If you are getting a divorce in Maryland and you or your spouse are in the military, you probably know that there will several different issues to deal with that would not come up if you were both civilians. One of those issues is what happens to the military pension after you divorce.
Even establishing that Maryland is the state that has jurisdiction can be complicated. The residence or domicile of the military member must be in Maryland, or the military member has to consent to the jurisdiction. While every state recognizes the pension as marital property, it can only be paid out directly to an ex-spouse if the marriage has lasted at least 10 years and the overlapping period of military service has been at least 10 years. However, there is a myth that for shorter marriages, the non-military spouse cannot get any of the pension. This is untrue. A court may decide to award a portion of the pension to the ex-spouse even when the marriage has been shorter. The difference is that the payment is not made directly by the Department of Defense.

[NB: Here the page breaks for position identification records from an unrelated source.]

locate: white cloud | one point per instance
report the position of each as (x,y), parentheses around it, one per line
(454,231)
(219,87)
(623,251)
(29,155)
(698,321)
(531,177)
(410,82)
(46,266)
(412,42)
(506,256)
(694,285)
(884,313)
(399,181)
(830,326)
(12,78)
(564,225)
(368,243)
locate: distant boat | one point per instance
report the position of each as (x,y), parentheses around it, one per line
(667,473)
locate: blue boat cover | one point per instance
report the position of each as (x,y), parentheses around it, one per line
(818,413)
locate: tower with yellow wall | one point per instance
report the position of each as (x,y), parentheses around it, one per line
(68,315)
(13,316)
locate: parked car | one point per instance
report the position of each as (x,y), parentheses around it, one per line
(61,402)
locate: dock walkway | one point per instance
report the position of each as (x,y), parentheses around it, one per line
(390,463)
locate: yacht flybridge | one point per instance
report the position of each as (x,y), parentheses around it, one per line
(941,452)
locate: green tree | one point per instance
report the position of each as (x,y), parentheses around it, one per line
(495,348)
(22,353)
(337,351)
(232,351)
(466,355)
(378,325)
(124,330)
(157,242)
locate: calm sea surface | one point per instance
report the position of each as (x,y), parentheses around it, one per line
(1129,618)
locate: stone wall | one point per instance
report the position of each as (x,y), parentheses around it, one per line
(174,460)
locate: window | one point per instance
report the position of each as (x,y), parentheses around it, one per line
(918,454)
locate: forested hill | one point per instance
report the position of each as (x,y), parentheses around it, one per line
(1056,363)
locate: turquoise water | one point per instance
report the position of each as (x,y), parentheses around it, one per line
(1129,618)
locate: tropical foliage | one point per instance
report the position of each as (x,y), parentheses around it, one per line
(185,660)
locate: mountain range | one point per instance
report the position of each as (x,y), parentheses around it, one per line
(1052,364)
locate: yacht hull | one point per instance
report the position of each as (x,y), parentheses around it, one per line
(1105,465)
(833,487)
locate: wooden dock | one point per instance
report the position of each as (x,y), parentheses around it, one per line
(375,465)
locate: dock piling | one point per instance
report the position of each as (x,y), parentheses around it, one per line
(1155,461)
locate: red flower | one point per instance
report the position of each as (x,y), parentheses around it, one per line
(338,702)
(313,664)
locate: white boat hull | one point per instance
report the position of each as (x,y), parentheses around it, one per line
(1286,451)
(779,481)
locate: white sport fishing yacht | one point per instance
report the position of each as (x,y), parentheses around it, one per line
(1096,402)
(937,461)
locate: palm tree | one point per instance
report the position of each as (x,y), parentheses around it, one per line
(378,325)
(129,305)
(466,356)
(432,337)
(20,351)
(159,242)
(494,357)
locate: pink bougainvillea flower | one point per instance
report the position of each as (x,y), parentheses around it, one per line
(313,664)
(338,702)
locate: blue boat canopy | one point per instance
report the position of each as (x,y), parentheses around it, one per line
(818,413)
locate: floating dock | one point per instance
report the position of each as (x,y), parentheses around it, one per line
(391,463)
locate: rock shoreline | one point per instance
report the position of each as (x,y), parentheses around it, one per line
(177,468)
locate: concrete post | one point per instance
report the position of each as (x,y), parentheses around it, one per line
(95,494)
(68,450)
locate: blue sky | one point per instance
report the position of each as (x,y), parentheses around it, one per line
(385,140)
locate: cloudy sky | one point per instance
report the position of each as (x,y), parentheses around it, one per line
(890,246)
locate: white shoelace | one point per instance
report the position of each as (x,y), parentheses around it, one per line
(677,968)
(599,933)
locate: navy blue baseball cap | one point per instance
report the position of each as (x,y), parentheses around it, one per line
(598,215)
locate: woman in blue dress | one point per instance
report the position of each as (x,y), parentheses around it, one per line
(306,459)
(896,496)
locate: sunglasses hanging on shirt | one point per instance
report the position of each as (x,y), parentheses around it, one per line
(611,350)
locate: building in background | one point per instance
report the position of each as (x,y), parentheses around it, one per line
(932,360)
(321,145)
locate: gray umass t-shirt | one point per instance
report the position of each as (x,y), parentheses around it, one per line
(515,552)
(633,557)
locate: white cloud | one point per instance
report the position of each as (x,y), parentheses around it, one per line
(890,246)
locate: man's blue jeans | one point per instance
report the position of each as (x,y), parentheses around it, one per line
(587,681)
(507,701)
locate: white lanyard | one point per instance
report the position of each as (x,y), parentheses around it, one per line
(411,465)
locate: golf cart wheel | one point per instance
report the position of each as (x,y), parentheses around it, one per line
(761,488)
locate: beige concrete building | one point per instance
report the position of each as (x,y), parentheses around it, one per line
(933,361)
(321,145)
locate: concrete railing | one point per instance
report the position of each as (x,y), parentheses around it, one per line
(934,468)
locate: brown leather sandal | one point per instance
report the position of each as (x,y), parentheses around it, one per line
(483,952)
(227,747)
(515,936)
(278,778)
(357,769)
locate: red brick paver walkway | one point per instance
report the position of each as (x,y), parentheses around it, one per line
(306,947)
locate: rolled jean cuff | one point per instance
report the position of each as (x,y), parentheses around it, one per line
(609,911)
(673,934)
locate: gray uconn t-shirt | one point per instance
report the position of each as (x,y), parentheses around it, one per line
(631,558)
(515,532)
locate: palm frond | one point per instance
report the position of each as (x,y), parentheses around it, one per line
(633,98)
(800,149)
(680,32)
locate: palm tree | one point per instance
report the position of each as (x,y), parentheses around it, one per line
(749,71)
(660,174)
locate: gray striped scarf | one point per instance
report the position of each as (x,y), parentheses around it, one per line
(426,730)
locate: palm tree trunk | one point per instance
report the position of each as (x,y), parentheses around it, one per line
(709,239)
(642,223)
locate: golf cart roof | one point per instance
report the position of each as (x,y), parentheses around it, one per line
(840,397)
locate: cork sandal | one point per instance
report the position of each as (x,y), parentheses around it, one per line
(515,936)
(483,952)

A non-military ex-spouse cannot get direct payments of more than half the pension or 65% if the military member is obligated to pay alimony or child support. Depending on the length of the marriage, the ex-spouse may be eligible for other benefits as well, such as medical benefits. Other property division may proceed based on state law.
Military service can complicate a divorce in a number of other ways as well. For example, if there are children and one parent is deployed frequently, this can affect the agreement for child custody and visitation. People considering a divorce when one or both spouses are in the military may want to consult an attorney who has this type of experience.